Interview with Protocinema founder Mari Spirito

December 22, 2014
  • Mari Spirito | Photo by Elif Savari Kızıl

Mari Spirito is the founder of Protocinema, a non-profit art organization, and educational platform that is based between Istanbul and New York. She began traveling between the two cities in 2007, ultimately establishing Protocinema in 2011. Protocinema has put up site-aware exhibitions and performances by many important and emerging artists including Dominique Gonzalez-Foerster, Can Altay, and Dan Graham. The goal of Spirito’s endeavor is to open up dialogue, expose artists to new audiences, and expand Protocinema’s breadth evermore internationally.



How and why did you start Protocinema?

I had already been working at galleries for 20 years, and I wanted to figure out a way that I could still work with artists and make exhibitions while going back and forth between Istanbul and New York. I founded Protocinema because it was what fit my preferred lifestyle. I found a job to fit my life, instead of a life to fit my job.



Why Istanbul?

The art context is extremely interesting as a place to work because of all the major shifts that are happening here, politically, socially, in terms of urban development, and so on. But, the art community is also growing. It’s small, but it’s very intelligent, self- organized and motivated. There’s not so many galleries, museums, art magazines, art schools, non-profits, or residencies, so there’s room to do all of these things. There’s also a growing audience here, as opposed to New York where there’s lots of all these things, there’s too much; if you ask someone in New York to go to an opening they have a panic attack because there are so many other openings that night. So, with Protocinema, I wanted to combine all of the resources of New York with the cultural landscape of Istanbul.



What are your upcoming plans for Protocinema?

Protocinema is going to Australia. We’re doing a partnership with the Australian Cultural Council.

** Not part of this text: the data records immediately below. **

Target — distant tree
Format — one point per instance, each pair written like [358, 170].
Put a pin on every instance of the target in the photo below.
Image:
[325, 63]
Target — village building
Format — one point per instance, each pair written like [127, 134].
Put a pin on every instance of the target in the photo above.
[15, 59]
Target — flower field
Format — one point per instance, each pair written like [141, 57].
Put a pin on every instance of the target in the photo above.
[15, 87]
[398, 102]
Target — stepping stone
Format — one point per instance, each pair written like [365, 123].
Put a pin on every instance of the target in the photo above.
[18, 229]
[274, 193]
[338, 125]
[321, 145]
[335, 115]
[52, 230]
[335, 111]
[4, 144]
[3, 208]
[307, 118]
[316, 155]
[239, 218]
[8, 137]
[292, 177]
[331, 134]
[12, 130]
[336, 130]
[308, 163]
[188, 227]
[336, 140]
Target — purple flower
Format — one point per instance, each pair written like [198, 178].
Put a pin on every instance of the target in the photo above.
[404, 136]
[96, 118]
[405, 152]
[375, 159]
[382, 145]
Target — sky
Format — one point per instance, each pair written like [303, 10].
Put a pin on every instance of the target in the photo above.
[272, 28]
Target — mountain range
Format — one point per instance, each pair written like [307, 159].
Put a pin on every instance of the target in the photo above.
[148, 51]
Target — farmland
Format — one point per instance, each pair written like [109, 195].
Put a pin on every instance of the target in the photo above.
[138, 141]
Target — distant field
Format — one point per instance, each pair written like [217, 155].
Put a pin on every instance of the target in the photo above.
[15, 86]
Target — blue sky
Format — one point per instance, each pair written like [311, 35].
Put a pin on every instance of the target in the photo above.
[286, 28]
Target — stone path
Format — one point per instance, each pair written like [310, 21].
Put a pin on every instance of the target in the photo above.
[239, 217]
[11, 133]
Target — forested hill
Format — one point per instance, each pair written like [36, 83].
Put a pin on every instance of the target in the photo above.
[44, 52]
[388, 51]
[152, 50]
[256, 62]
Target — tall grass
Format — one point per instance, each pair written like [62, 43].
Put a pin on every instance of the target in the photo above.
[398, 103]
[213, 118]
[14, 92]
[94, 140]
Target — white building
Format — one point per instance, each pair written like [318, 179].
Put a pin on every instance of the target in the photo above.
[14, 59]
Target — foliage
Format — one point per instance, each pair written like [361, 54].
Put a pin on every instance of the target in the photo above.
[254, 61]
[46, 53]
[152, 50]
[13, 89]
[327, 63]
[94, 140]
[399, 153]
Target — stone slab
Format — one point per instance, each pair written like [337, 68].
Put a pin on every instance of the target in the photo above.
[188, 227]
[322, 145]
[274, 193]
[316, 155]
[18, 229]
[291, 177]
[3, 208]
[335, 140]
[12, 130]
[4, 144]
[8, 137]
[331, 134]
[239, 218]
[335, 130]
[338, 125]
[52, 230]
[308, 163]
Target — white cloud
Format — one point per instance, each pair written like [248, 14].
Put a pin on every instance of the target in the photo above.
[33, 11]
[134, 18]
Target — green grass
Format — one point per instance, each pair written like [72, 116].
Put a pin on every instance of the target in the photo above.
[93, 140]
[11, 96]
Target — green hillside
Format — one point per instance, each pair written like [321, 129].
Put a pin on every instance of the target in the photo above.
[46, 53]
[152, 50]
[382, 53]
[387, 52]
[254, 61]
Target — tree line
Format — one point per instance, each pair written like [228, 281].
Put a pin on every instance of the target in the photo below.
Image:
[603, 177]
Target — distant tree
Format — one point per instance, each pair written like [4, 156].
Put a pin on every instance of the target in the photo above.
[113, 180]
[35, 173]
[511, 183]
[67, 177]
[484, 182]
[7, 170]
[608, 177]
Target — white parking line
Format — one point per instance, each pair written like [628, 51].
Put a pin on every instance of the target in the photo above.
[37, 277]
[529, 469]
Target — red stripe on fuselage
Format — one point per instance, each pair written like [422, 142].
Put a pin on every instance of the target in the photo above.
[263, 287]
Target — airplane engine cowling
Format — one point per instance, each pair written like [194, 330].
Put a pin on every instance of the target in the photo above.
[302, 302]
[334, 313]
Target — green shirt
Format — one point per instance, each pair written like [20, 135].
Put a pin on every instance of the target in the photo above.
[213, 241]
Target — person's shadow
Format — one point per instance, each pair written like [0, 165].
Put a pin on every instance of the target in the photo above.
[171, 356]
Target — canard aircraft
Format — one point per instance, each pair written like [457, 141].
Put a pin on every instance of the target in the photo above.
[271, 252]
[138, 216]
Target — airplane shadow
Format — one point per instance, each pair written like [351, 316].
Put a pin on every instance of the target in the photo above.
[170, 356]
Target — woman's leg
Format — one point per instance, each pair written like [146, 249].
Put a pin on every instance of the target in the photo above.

We’re bringing four curators that are working in Istanbul to Australia for ten days to research artists there. If we find something we like, we will show those artists here in Istanbul during Turkey’s partnership year with Australia (2015). I’ll be going there with Övül Durmuşoğlu, Başak Şenova and November Paynter. It will be really dynamic. In November, Protocinema is doing a partnership with the Broad Art Museum at Michigan State University. We’ll do an intervention initiated by Ahmet Öğüt, where he and five other artists will make sculptures that function as collection boxes, or coin operated machines, and we’re collecting money and selling the art works to raise money for the Debt Collective, which is a movement that came out of Occupy Wall Street, where they buy back student debt.



What young Turkish artists are you currently interested in?

Atalay Yavuz, who I showed here in an intervention at a bakkal (small food shop) in Cihangir, (was on view from September 18-October 16). He’s an extremely interesting artist. He works with simple, everyday items as well as pharmaceutical items (as he studied Pharmacy). His approach is personal and poetic even though his background is more clinical and scientific.